3 gün önce dayımı aramızdan alan hastalık. ve onun doğumgünüydü, iş çıkışı yanına gidicektim hediyesini de almıştım moral vermek istiyordum, pastası da hazırdı ki. hayat çok acımasız. sevdiklerinize sahip çıkın.
(bkz: kanserle dans)
KANSER TANISINDAN SONRA BAŞLAYAN TEDAVi SÜRECiNiN DE (!) ÖLDÜRDÜĞÜ BiLiNEN BiR GERÇEK. KEMOTERAPi VE RADYOTERAPi. iKiSi DE BEDENi ÇÖKERTiYOR. HELE SAHTEKARLARIN ELiNE DÜŞÜP ÇAKMA iLAÇ KULLANDIYSANIZ BiTMiŞSiNiZ. ALLAH TÜM ULUDAĞ SÖZLÜK CAMiASINI BU HASTALIKTAN UZAK TUTSUN. ( CÜMLEMiZi).

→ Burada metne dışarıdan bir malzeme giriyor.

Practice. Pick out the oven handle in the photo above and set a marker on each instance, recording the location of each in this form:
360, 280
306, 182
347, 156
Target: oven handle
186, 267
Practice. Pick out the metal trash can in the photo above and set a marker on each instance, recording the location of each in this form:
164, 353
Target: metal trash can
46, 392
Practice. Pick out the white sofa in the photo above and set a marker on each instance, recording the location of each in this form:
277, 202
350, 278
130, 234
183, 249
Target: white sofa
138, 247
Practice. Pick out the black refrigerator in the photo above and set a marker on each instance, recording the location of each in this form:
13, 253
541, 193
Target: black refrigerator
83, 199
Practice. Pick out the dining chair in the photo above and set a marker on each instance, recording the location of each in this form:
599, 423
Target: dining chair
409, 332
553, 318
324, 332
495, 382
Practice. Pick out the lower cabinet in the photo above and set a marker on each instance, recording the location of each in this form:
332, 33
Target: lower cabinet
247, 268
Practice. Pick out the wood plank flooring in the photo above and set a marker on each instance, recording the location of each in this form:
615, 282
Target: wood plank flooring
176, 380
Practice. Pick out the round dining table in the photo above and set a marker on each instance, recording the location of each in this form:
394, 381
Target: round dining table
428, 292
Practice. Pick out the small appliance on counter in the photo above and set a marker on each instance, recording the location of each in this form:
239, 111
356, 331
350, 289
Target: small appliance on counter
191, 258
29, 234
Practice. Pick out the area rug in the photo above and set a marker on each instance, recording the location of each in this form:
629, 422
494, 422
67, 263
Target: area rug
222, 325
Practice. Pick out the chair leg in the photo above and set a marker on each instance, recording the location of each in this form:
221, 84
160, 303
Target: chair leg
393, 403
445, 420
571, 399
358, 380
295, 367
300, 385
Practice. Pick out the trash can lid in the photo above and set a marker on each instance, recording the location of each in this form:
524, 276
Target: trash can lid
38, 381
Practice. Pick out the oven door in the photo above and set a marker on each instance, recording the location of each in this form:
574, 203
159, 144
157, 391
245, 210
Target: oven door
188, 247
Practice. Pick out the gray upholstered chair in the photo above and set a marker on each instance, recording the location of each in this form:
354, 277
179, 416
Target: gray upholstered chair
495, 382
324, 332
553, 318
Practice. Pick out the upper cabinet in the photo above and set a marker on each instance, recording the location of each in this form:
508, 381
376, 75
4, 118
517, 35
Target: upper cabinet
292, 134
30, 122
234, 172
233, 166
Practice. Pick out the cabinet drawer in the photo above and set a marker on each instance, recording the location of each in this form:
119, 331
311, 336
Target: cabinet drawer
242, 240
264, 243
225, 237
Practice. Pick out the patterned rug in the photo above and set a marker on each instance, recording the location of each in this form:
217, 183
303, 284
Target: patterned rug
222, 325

dip not:tüm gerçekleri yazdım. niye eksi veriyorsun camış? işine gelmedi tabi acı gerçekleri öğrenmek. bu yazdıklarım doktorların ağzından çıkan laflar. Benim değil.
90'lı yıllarda sokakların vazgeçilmezi olan oyun.
Dayımın hayatına mal olan lanet hastalığın adıdır.